Ni no Kuni has horrendous ally AI.

Or to put it more succinctly, Ni no Kuni has horrendous AI for the systems it uses.

In Ni no Kuni, your characters tend to have relatively low Maximum MP totals compared to the cost of the abilities they use. When you’re directly controlling a character, this isn’t a problem – you make sure to use your abilities wisely and you run around and collect the MP restoration orbs when you have the opportunity.

However, when you’re not directly controlling a character & they’re under most AI modes, they use MP like crazy and don’t seem to get MP orbs unless they’re completely out of MP. It’s not unusual to have a character go from full MP to no MP in a single random battle.

There are ways around this. You can set everyone’s tactics to “Don’t Use Abilities” for regular battles, switch between characters and directly control the use of all abilities, and maybe switch to one of the ability-using tactics for boss fights. You could make sure that the characters you don’t plan to directly control only has monsters with cheap abilities so even if they use abilities like crazy at least they’re only losing 4MP per cast and not 25MP per cast. Or I guess you could try to stockpile large quantities of MP restoring items although this doesn’t seem too feasible as of yet.

Contrast this with your typical Tales RPG. Here, running out of MP is rarely an issue so it doesn’t matter that allies use abilities freely.
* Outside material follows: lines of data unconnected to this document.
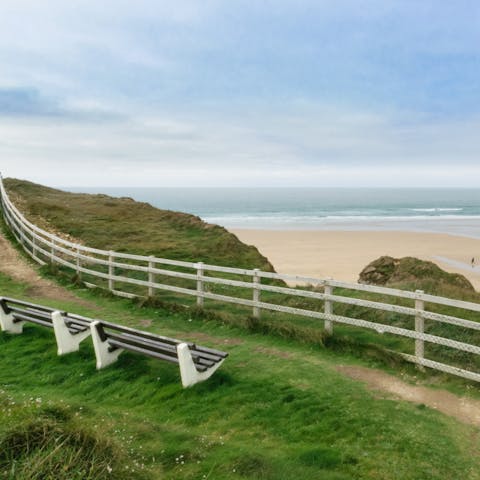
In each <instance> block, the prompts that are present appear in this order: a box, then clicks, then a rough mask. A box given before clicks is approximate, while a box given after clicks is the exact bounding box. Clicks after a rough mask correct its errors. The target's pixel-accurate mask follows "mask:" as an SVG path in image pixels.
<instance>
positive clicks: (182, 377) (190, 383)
mask: <svg viewBox="0 0 480 480" xmlns="http://www.w3.org/2000/svg"><path fill="white" fill-rule="evenodd" d="M177 355H178V363H179V365H180V376H181V378H182V385H183V387H184V388H187V387H191V386H192V385H195V384H196V383H199V382H203V381H204V380H206V379H207V378H210V377H211V376H212V375H213V373H214V372H215V370H217V368H218V367H219V366H220V365H221V364H222V363H223V360H221V361H220V362H218V363H217V364H215V365H214V366H213V367H211V368H209V369H208V370H207V371H205V372H199V371H198V370H197V369H196V368H195V364H194V363H193V359H192V354H191V353H190V349H189V348H188V345H187V344H186V343H180V344H179V345H177Z"/></svg>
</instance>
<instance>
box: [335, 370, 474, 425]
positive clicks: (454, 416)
mask: <svg viewBox="0 0 480 480" xmlns="http://www.w3.org/2000/svg"><path fill="white" fill-rule="evenodd" d="M337 371H339V372H340V373H343V374H344V375H347V376H348V377H350V378H353V379H354V380H360V381H362V382H364V383H366V384H367V386H368V388H370V389H372V390H378V391H382V392H387V393H389V394H391V395H393V396H395V397H397V398H401V399H402V400H406V401H408V402H414V403H421V404H424V405H426V406H428V407H430V408H434V409H435V410H438V411H439V412H442V413H444V414H445V415H448V416H450V417H454V418H456V419H457V420H459V421H460V422H463V423H467V424H469V425H475V426H477V427H480V401H479V400H474V399H471V398H463V397H458V396H457V395H454V394H453V393H450V392H446V391H445V390H434V389H431V388H427V387H420V386H415V385H409V384H408V383H405V382H403V381H402V380H400V379H398V378H397V377H394V376H393V375H389V374H387V373H385V372H382V371H380V370H374V369H373V368H365V367H359V366H348V365H339V366H338V367H337Z"/></svg>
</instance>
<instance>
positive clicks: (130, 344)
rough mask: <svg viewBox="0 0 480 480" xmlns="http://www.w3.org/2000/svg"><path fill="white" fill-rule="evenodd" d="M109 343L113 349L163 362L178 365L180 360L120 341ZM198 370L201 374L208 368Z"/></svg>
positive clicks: (200, 368) (199, 369)
mask: <svg viewBox="0 0 480 480" xmlns="http://www.w3.org/2000/svg"><path fill="white" fill-rule="evenodd" d="M107 342H108V343H109V345H111V346H112V347H116V348H123V349H125V350H130V351H132V352H136V353H142V354H143V355H147V356H149V357H153V358H160V359H161V360H166V361H167V362H172V363H176V364H177V365H178V358H177V357H170V356H169V355H165V354H163V353H159V352H154V351H152V350H146V349H144V348H141V347H138V346H136V345H131V344H129V343H125V342H120V341H118V340H113V339H111V340H110V339H109V340H107ZM196 368H197V370H198V371H199V372H204V371H205V370H207V367H204V366H196Z"/></svg>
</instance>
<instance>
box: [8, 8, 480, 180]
mask: <svg viewBox="0 0 480 480" xmlns="http://www.w3.org/2000/svg"><path fill="white" fill-rule="evenodd" d="M0 18H1V19H2V29H1V30H0V65H1V67H0V68H1V75H0V158H1V159H2V160H1V162H0V170H1V171H2V173H3V175H4V176H16V177H21V178H29V179H31V180H33V181H38V182H42V183H46V184H49V185H54V186H74V185H76V186H87V185H91V186H102V185H104V186H110V185H112V186H129V185H131V186H229V185H231V186H477V185H478V182H479V181H480V180H479V179H480V162H479V159H478V154H479V152H480V135H479V134H478V132H480V81H479V78H480V3H478V2H476V1H466V0H464V1H461V0H460V1H456V2H450V1H443V0H436V1H428V0H425V1H418V0H417V1H409V0H402V1H393V0H382V1H378V0H370V1H367V0H363V1H362V0H356V1H353V0H352V1H351V0H336V1H321V0H317V1H303V2H301V1H296V2H294V1H282V0H278V1H255V2H254V1H234V0H231V1H209V0H206V1H202V2H198V1H181V0H179V1H177V2H175V3H173V4H172V2H162V1H147V0H138V1H136V2H131V1H121V0H117V1H110V0H106V1H103V2H97V1H93V0H83V1H74V0H70V1H68V2H65V1H58V0H49V1H48V2H38V1H35V2H34V1H26V0H15V1H11V0H2V2H1V3H0Z"/></svg>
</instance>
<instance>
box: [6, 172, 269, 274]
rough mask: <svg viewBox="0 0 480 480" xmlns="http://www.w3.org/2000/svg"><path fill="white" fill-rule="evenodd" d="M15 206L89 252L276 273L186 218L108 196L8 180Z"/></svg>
mask: <svg viewBox="0 0 480 480" xmlns="http://www.w3.org/2000/svg"><path fill="white" fill-rule="evenodd" d="M4 185H5V189H6V190H7V192H8V194H9V196H10V198H11V200H12V201H13V202H14V203H15V204H16V206H17V207H18V208H19V209H20V210H21V211H22V213H24V214H25V215H26V217H27V218H28V219H29V220H30V221H31V222H32V223H34V224H36V225H38V226H39V227H41V228H44V229H45V230H47V231H50V232H52V233H56V234H59V235H60V236H65V237H66V238H67V239H74V240H77V241H80V242H81V243H83V244H85V245H88V246H89V247H94V248H99V249H104V250H114V251H118V252H127V253H134V254H137V255H155V256H157V257H163V258H170V259H176V260H183V261H193V262H204V263H211V264H215V265H229V266H231V265H235V266H237V267H239V268H260V269H261V270H266V271H272V270H273V267H272V265H271V264H270V262H269V261H268V260H267V259H266V258H265V257H264V256H263V255H261V254H260V253H259V252H258V250H257V249H256V248H255V247H253V246H248V245H245V244H243V243H242V242H240V240H238V238H237V237H236V236H235V235H233V234H232V233H230V232H228V231H227V230H225V229H224V228H222V227H219V226H218V225H212V224H209V223H205V222H203V221H202V220H201V219H200V218H198V217H196V216H194V215H189V214H187V213H181V212H173V211H170V210H160V209H158V208H154V207H152V206H151V205H150V204H148V203H142V202H135V201H134V200H132V199H130V198H114V197H109V196H107V195H91V194H82V193H69V192H64V191H61V190H56V189H53V188H49V187H44V186H42V185H38V184H35V183H31V182H28V181H25V180H17V179H12V178H7V179H5V180H4Z"/></svg>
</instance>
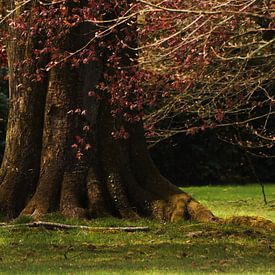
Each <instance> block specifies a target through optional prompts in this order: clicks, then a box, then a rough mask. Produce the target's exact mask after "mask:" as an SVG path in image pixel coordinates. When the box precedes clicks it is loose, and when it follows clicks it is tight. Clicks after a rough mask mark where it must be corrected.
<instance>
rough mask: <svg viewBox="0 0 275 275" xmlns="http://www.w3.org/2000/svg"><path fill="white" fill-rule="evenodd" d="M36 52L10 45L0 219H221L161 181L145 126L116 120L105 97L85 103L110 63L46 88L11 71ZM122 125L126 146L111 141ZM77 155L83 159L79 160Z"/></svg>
mask: <svg viewBox="0 0 275 275" xmlns="http://www.w3.org/2000/svg"><path fill="white" fill-rule="evenodd" d="M86 31H87V25H85V24H83V25H82V26H81V27H79V28H78V29H76V30H74V31H73V32H72V34H71V37H70V38H69V39H68V44H67V47H71V46H72V44H74V43H75V42H73V41H75V37H76V35H79V33H85V32H86ZM27 42H28V45H32V44H33V42H32V41H29V40H28V41H27ZM77 43H78V42H77ZM77 43H76V44H77ZM81 43H82V44H83V43H85V39H84V41H81ZM81 43H80V44H77V45H73V47H76V48H78V47H80V46H81V45H82V44H81ZM65 50H67V48H66V49H65ZM32 52H33V46H29V47H27V48H26V47H23V46H22V47H19V48H18V47H16V45H15V43H14V42H10V43H9V45H8V57H9V75H10V94H11V98H10V109H9V121H8V130H7V138H6V148H5V156H4V160H3V163H2V167H1V174H0V211H1V214H2V215H4V216H5V217H7V218H8V219H10V218H15V217H17V216H18V215H20V214H21V215H31V216H33V217H34V218H37V217H39V216H41V215H43V214H46V213H49V212H52V211H60V212H61V213H62V214H63V215H65V216H67V217H77V218H94V217H99V216H106V215H112V216H116V217H119V218H125V219H136V218H138V217H141V216H146V217H153V218H154V217H155V218H158V219H162V220H168V221H178V220H181V219H186V220H187V219H188V220H189V219H191V220H196V221H204V222H208V221H213V220H215V219H216V218H215V216H214V215H213V214H212V213H211V212H210V211H209V210H208V209H206V208H205V207H204V206H202V205H201V204H200V203H198V202H197V201H196V200H195V199H193V198H192V197H191V196H190V195H188V194H187V193H184V192H182V191H181V190H180V189H179V188H178V187H176V186H174V185H172V184H171V183H170V182H169V181H168V180H167V179H165V178H164V177H162V176H161V175H160V173H159V171H158V170H157V168H156V167H155V165H154V164H153V162H152V160H151V158H150V156H149V153H148V150H147V147H146V141H145V138H144V133H143V125H142V123H141V122H138V123H126V122H123V119H122V118H120V117H119V116H118V117H116V118H114V117H113V116H112V114H111V107H110V104H109V99H108V95H107V94H105V95H104V96H103V98H102V99H101V100H100V101H97V100H96V99H94V98H90V97H88V96H87V94H88V91H89V90H92V89H95V87H96V85H97V84H98V83H99V82H101V81H103V79H104V78H103V75H104V73H105V72H106V71H107V67H106V66H105V64H106V60H107V59H106V57H105V58H104V57H102V58H101V60H99V61H93V62H90V63H89V64H87V65H82V66H80V67H79V68H71V67H70V65H69V64H65V65H63V66H56V67H54V68H53V69H52V70H51V71H50V74H49V76H48V80H47V81H45V80H44V81H43V82H37V83H35V82H32V81H30V80H28V79H23V80H21V75H22V71H21V72H18V71H16V70H15V68H14V64H15V63H16V61H17V60H18V61H22V60H24V59H25V58H26V56H27V57H32ZM127 58H128V59H130V58H129V57H127ZM128 61H129V60H128ZM128 61H127V62H128ZM36 66H37V64H34V63H31V64H29V65H28V66H25V67H23V70H24V71H25V72H27V71H35V68H36ZM73 110H77V111H76V112H75V111H73ZM80 110H81V111H83V110H87V112H88V115H85V116H83V114H81V111H80ZM121 125H123V126H124V127H125V129H127V131H128V132H129V134H130V137H129V138H128V139H115V138H113V137H112V136H111V132H112V131H113V129H114V128H119V126H121ZM85 127H86V129H92V131H89V130H88V131H87V130H83V129H84V128H85ZM87 127H88V128H87ZM90 145H91V148H89V147H90ZM75 147H78V148H81V150H82V151H79V152H76V150H78V148H77V149H75ZM76 153H77V154H78V155H77V156H78V157H80V154H83V155H82V157H81V158H78V157H76Z"/></svg>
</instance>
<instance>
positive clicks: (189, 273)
mask: <svg viewBox="0 0 275 275" xmlns="http://www.w3.org/2000/svg"><path fill="white" fill-rule="evenodd" d="M184 190H186V191H187V192H189V193H191V194H193V195H194V196H195V197H196V198H197V199H198V200H200V201H201V202H202V203H204V204H206V205H208V206H209V208H211V209H212V210H213V212H214V213H215V214H216V215H218V216H220V217H223V218H227V217H230V216H232V215H253V216H262V217H265V218H268V219H271V220H273V222H275V184H273V185H271V184H270V185H267V186H266V195H267V201H268V204H267V205H264V203H263V200H262V195H261V189H260V187H259V186H258V185H246V186H218V187H217V186H216V187H209V186H206V187H188V188H185V189H184ZM44 220H47V221H51V222H59V223H67V224H75V223H78V224H79V221H78V222H77V221H74V220H64V219H62V217H60V216H58V215H49V216H46V217H45V218H44ZM26 222H28V220H27V219H26V218H21V219H20V220H17V221H15V222H14V223H13V224H16V225H17V226H14V227H9V228H7V227H4V226H2V227H0V274H133V275H134V274H215V273H217V274H221V273H222V274H275V265H274V263H275V232H274V230H273V231H272V230H270V229H269V230H268V229H265V228H263V227H262V224H261V223H259V224H255V225H254V226H253V227H251V226H247V225H241V226H238V225H236V224H232V223H230V222H226V223H224V224H198V223H191V222H181V223H177V224H170V223H167V224H166V223H159V222H156V221H149V220H145V219H143V220H140V221H136V222H133V221H132V222H129V221H122V220H117V219H111V218H108V219H107V218H106V219H98V220H95V221H90V222H85V221H82V222H81V224H83V225H89V226H101V227H104V226H106V227H110V226H148V227H149V231H147V232H132V233H130V232H120V231H113V232H110V231H108V230H103V231H89V230H83V229H82V230H81V229H71V230H49V229H46V228H43V227H39V228H29V227H28V226H20V225H19V224H20V223H26Z"/></svg>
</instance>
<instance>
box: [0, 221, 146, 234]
mask: <svg viewBox="0 0 275 275" xmlns="http://www.w3.org/2000/svg"><path fill="white" fill-rule="evenodd" d="M21 226H28V227H44V228H46V229H64V230H67V229H81V230H88V231H123V232H137V231H149V227H147V226H129V227H120V226H117V227H95V226H87V225H75V224H62V223H53V222H43V221H37V222H30V223H21V224H6V223H0V227H4V228H12V227H21Z"/></svg>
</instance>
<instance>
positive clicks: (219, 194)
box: [183, 183, 275, 222]
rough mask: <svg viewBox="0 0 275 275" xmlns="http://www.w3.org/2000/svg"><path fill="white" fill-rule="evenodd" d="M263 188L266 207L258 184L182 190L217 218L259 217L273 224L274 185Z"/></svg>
mask: <svg viewBox="0 0 275 275" xmlns="http://www.w3.org/2000/svg"><path fill="white" fill-rule="evenodd" d="M264 188H265V193H266V200H267V205H265V203H264V200H263V194H262V190H261V186H260V185H259V184H250V185H236V186H234V185H227V186H203V187H185V188H183V190H184V191H186V192H187V193H189V194H191V195H192V196H193V197H194V198H196V199H197V200H199V201H200V202H201V203H203V204H204V205H207V206H208V208H209V209H211V210H212V212H213V213H214V214H215V215H216V216H218V217H221V218H228V217H230V216H234V215H238V216H239V215H249V216H261V217H264V218H266V219H269V220H272V221H273V222H275V184H274V183H273V184H265V185H264Z"/></svg>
Your allies go all out in each battle, letting the player focus on whoever they’re directly controlling confident that they’re receiving decent backup from the rest of their team.

The ally AI isn’t enough to ruin Ni no Kuni. It’s still a very enjoyable game with gorgeous visuals, fantastic music, a great sense of adventure, and fun writing. However, it also serves as a great example of how one relatively small design decision (low MP totals and only extreme MP use tactic options) can noticeably weaken a game.

One Response

  1. Seems about right though doesn’t it? I don’t use MP during combat, it’s for boss fights or particularily hard encounters, all apart of the ‘attrition’ style of gameplay most RPG’s use. If I want them to use an ability I’ll specifically order it or do it myself. Or it’s a bossfight and I set them to “GO HOG WILD” mode.

    That said I appreciate the “GO ALL OUT” every fight style of gameplay like in Saga games and yours.